Une homélie de fr. Yves de patoul
À notre époque, les miracles de l'Évangile ne nous parlent pas beaucoup. Certains s'en moquent même. Ils disent : comment la seule parole de Jésus peut-elle faire des miracles aussi étonnants que de ressusciter un mort, apaiser une tempête, guérir un lépreux, multiplier quelques pains pour nourrir une foule ? C'est bien ce dont il s'agit dans notre récit. À l'apôtre Pierre qui a peiné avec les siens pour pêcher du poisson toute la nuit sans rien prendre, Jésus, après l'avoir obligé de retourner en eau profonde, l'enjoint de jeter ses filets : « Jetez les filets pour pêcher du poisson ! », lui dit-il. Pierre, humainement sceptique - et on le comprend parfaitement - commence par objecter et puis il s'exécute : « sur ton ordre je vais jeter les filets », et le miracle s'opère. Une abondance de poissons remplissent ses filets de telle manière qu'il doit faire appel à ses compagnons. Qu'est-ce qui est important dans ce récit ? Pourquoi le miracle s'est-il opéré ? Est-ce que de tels miracles ne s'opèrent-ils pas encore aujourd'hui ? La parole de Jésus ne serait-elle plus efficace de nos jours au point de faire des miracles ? Il faudrait être de mauvaise foi pour nier cette réalité : la parole de Dieu opère de véritables miracles aujourd'hui encore et de tout temps depuis la Pentecôte. Bien sûr il y a des conditions ; la seule volonté divine ne suffit pas toujours. Je veux dire par là que le Bon Dieu opère de nombreux miracles que nous ne percevons pas immédiatement, en suscitant des prophètes par exemple. Mais il est certain que les miracles de Jésus que les évangélistes rapportent ont toujours la foi de l'homme comme adjuvant (une condition nécessaire) ou comme conséquence : le miracle entraîne la foi de ceux qui en sont les témoins directs.

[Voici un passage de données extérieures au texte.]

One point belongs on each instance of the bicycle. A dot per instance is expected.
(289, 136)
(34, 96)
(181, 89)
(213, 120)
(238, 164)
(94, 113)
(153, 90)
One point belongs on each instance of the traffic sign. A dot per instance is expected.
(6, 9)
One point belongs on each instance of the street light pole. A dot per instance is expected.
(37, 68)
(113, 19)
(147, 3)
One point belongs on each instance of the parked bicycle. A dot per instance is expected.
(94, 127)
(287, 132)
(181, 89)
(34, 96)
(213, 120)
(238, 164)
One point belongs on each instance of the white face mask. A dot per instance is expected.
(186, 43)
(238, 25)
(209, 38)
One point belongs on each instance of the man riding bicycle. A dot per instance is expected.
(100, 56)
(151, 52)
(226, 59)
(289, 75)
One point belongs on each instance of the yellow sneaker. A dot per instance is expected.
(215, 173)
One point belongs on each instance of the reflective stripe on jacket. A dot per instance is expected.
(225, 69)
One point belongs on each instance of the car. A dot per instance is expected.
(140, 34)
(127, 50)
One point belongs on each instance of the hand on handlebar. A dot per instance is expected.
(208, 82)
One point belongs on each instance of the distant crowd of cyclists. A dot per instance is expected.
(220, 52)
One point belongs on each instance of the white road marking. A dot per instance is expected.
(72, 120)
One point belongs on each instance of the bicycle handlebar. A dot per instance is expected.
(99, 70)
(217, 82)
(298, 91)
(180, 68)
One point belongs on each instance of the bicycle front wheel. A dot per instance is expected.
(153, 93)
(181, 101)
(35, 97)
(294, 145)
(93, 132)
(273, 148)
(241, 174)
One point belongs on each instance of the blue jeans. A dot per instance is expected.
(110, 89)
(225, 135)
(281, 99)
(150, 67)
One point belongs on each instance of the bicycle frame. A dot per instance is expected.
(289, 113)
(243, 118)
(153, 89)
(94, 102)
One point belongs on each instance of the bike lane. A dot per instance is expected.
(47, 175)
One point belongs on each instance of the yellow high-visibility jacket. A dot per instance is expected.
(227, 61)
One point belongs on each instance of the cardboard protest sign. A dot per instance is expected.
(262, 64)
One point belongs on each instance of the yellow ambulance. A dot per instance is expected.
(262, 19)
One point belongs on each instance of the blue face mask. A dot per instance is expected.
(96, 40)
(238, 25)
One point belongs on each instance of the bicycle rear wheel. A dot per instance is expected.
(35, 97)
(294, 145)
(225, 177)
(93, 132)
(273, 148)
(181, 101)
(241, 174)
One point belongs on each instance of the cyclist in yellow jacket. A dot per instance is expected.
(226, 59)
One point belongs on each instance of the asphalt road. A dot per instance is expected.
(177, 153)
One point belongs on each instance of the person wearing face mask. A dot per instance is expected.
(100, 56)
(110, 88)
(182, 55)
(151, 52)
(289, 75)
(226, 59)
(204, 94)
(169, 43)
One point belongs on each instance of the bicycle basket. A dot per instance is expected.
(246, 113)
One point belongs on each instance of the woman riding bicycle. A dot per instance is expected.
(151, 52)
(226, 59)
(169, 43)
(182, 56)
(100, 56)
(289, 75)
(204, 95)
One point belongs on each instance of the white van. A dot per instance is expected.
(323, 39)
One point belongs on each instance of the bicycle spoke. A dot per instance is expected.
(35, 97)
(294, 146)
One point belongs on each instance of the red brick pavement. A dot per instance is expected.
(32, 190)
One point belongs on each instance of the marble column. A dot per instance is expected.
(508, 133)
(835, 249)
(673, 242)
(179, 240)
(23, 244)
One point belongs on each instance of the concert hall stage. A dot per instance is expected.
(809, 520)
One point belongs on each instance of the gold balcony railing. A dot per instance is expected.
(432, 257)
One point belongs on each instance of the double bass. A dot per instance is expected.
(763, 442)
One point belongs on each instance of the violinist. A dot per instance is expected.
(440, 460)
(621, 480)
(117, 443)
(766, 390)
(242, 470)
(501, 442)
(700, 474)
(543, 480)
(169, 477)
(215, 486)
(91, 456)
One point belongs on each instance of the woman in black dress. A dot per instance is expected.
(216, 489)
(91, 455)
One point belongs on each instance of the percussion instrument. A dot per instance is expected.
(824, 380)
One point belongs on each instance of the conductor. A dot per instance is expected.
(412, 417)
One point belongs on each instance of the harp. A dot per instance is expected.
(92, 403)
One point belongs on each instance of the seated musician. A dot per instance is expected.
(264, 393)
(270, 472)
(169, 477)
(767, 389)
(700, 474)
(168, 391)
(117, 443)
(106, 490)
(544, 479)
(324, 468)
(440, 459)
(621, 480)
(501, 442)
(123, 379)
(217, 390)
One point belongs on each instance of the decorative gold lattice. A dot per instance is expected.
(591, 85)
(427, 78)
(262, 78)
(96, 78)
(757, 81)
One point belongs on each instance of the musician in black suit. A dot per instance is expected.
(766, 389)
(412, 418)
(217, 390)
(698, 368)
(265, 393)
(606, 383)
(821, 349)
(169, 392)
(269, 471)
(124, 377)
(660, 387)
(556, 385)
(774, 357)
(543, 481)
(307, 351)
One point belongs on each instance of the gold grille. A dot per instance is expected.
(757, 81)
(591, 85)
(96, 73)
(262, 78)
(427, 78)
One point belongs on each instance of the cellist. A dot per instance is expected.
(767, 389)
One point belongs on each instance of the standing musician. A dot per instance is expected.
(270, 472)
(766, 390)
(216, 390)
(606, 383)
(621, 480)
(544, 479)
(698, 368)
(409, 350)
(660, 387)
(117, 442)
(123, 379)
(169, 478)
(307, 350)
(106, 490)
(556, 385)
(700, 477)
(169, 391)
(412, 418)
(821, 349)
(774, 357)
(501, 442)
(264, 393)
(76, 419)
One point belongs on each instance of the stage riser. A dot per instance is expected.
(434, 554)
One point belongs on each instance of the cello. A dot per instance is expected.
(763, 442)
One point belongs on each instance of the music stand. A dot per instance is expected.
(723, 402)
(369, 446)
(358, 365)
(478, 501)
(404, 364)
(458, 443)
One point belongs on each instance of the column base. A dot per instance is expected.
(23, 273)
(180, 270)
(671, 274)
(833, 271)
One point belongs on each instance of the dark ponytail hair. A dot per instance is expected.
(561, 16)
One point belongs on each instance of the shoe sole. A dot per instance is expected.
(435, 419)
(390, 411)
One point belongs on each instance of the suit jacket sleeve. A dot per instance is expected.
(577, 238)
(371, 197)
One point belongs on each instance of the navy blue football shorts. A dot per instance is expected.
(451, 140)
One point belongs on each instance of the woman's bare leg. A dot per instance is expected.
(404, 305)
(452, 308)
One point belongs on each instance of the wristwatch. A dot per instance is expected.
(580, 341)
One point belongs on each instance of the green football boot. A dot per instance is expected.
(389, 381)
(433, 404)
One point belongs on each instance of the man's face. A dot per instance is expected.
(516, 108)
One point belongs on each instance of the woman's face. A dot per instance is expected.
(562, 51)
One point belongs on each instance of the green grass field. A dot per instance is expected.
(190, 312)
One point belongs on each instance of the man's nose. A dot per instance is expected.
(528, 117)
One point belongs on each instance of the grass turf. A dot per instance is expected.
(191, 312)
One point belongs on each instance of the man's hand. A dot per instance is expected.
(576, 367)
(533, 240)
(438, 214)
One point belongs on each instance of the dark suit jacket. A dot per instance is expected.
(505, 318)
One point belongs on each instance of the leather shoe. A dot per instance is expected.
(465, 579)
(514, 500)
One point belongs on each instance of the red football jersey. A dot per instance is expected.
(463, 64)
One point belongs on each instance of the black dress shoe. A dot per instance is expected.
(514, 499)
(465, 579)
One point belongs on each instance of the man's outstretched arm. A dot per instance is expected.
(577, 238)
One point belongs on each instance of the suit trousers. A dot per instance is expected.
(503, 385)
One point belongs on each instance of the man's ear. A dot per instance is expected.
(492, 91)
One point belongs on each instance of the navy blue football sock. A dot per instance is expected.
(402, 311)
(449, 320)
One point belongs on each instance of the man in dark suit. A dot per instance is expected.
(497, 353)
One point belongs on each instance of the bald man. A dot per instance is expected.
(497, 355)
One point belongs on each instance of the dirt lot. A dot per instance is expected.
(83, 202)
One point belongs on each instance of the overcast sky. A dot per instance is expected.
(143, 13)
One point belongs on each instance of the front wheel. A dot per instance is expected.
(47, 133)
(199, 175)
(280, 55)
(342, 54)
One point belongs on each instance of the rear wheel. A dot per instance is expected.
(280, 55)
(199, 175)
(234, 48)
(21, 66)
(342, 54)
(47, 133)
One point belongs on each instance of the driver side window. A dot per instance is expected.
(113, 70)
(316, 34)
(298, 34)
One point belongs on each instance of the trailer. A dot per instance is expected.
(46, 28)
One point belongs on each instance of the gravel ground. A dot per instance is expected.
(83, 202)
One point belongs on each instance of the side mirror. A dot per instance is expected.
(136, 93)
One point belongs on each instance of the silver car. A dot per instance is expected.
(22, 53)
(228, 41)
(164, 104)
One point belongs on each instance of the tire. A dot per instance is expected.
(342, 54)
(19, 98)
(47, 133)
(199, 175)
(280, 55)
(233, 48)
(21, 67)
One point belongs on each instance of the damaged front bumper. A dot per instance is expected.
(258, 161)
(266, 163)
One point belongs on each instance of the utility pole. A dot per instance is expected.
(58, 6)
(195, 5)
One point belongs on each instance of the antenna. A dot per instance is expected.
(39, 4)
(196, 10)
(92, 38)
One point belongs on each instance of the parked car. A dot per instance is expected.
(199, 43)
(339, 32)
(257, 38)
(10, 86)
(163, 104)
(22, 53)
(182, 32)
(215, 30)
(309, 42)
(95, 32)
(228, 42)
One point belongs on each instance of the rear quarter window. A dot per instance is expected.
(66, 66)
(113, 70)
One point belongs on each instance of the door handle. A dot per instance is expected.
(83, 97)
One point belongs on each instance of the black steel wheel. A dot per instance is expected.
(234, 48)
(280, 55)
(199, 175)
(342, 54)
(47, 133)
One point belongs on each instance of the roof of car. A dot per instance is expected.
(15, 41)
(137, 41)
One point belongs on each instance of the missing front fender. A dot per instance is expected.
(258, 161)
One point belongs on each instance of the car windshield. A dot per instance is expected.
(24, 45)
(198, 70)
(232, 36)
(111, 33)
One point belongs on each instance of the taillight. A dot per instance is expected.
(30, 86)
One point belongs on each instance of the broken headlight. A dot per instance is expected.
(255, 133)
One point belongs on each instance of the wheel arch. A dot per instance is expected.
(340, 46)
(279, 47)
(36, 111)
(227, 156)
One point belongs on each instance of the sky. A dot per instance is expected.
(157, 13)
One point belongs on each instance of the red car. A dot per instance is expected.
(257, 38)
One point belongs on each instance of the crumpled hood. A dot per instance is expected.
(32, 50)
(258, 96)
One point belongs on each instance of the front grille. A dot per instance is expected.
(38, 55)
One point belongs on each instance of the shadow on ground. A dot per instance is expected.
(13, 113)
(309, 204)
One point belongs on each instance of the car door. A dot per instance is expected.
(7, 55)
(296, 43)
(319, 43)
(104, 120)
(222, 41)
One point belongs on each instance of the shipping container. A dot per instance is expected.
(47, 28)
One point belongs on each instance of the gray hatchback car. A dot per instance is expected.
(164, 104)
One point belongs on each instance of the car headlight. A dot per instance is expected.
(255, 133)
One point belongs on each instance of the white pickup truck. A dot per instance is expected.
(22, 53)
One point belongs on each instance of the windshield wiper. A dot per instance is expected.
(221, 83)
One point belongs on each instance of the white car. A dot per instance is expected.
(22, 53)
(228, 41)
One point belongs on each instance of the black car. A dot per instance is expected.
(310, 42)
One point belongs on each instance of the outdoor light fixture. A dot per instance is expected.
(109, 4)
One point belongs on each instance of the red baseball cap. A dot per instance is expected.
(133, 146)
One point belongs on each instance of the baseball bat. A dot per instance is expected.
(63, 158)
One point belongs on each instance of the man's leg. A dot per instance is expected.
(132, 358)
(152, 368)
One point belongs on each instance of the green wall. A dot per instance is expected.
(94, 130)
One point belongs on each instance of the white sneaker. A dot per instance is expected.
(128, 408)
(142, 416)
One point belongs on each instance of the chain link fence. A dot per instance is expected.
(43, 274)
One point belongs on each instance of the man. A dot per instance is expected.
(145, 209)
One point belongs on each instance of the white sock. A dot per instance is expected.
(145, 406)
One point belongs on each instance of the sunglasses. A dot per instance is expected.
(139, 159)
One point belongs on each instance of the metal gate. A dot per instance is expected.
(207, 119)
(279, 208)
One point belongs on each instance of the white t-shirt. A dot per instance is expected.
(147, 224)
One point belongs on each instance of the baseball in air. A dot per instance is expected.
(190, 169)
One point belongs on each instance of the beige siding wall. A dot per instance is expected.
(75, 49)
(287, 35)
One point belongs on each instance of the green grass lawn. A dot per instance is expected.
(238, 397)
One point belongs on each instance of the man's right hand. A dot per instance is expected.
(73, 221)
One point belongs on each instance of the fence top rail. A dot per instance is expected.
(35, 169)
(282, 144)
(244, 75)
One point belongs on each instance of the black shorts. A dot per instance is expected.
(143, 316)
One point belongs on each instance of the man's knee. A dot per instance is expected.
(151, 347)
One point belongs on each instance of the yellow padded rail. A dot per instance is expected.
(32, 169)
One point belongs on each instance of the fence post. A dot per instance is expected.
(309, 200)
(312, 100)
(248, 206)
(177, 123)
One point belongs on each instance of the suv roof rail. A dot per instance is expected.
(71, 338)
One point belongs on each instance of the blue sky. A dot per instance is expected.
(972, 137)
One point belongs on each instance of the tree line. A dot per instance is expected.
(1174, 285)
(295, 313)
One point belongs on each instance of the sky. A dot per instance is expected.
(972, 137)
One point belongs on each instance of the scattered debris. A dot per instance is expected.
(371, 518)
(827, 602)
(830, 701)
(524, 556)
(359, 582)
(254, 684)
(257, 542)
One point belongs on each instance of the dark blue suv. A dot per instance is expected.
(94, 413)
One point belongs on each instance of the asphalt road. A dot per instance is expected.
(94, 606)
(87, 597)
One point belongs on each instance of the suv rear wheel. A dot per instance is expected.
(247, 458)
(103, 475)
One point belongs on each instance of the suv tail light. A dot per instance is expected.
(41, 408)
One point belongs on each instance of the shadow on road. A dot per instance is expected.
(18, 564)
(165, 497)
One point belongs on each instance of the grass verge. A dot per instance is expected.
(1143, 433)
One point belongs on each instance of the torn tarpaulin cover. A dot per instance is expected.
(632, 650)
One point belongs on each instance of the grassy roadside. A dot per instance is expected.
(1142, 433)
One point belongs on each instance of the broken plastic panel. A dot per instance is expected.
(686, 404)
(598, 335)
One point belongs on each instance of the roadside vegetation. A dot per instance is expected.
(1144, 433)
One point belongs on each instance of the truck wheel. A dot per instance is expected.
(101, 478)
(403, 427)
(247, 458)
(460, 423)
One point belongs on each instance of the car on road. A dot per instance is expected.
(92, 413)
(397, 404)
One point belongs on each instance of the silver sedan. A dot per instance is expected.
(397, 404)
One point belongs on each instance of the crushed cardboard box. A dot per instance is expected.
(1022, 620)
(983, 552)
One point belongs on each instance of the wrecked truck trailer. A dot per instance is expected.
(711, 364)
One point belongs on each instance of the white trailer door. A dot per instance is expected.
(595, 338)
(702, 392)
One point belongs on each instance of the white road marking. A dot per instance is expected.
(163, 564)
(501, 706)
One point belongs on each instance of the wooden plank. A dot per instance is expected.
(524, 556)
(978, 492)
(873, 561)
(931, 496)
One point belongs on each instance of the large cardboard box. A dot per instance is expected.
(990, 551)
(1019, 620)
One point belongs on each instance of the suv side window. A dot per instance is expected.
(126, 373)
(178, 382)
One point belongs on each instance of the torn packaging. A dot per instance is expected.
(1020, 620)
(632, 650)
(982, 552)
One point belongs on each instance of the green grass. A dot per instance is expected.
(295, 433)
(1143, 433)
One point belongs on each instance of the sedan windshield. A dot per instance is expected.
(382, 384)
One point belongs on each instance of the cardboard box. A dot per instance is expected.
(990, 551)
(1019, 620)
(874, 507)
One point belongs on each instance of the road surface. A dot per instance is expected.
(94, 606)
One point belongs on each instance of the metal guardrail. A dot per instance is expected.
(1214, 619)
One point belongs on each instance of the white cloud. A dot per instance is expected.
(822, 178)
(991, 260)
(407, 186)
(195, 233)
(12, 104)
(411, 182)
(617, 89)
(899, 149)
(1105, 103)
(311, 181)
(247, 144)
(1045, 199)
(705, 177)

Reprenons notre récit qui commence précisément par un enseignement des foules avides d'écouter le nouveau prophète venu annoncer la venue du règne de Dieu. L'évangéliste ne nous informe pas sur le contenu de cette prédication. Mais il nous raconte plutôt ce qui s'est passé au petit matin lorsqu'un groupe de pêcheurs revient bredouille d'un travail essentiel pour eux, la pêche (Jésus n'était pas végétarien semble-t-il). Et puis ce n'était pas n'importe qui dans la barque puisqu'il y a parmi eux Simon celui qui deviendra le premier des Apôtres au sens hiérarchique du mot. Jésus veut lui enseigner comment il faudra pêcher non plus des poissons mais des hommes. La personne de Simon à qui Jésus veut enseigner quelque chose d'important n'est pas du tout anodine. En tant que chef des Apôtres et de la future Église il doit faire totalement confiance en son maître et Seigneur Jésus Christ. Voilà l'enseignement qui lui est asséné. Mais il vaut pour quiconque exerce une autorité.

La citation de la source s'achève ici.